Nivens returned to school last year after touring Cox College, where she met with President Anne Brett and mentioned that she would like to finally complete her bachelor's degree.
"I offered her an honorary degree, and she said 'no,' she definitely wanted to earn it," Brett said by telephone Tuesday.
Brett looked at Nivens' transcript, compared it with Cox's curriculum and determined that she needed only a handful of courses to complete the degree. She set up the courses online, adapting their content to fit Nivens' needs and interests as a student who was retired from nursing and would likely not return to the field.
"To do the same curriculum as a new graduate who is going into practice just didn't seem to be a good fit," Brett said. "I taught the courses that she had to take, and I customized the curriculum to meet the objectives and make it something that was meaningful to her."

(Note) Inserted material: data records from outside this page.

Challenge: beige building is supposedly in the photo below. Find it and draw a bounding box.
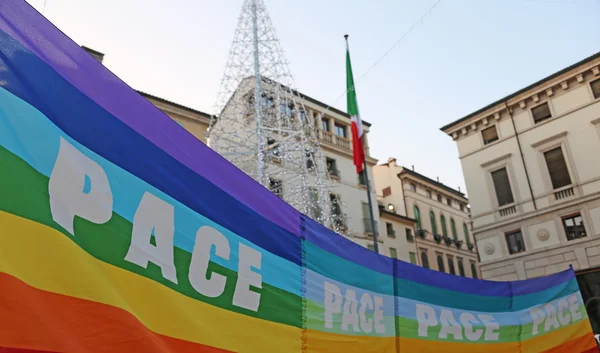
[373,158,479,278]
[442,53,600,280]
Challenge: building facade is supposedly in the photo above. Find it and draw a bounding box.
[373,158,480,278]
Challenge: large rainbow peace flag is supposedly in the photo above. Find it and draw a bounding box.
[0,0,598,353]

Brett said Nivens was eager to learn, acing her courses and giving her all for each paper she wrote or issue she researched.
"She definitely didn't get off easy," Brett said. "She worked hard and excelled at every single course. She went above and beyond for absolutely every assignment."
Nivens said she would encourage her fellow graduates to pursue learning throughout their lives, as she has tried to do.
"We have come to a point, and that's all in the world we have here today," she said. "We are not finished with our education. I hope they will plan on continuing to improve their minds and learn things."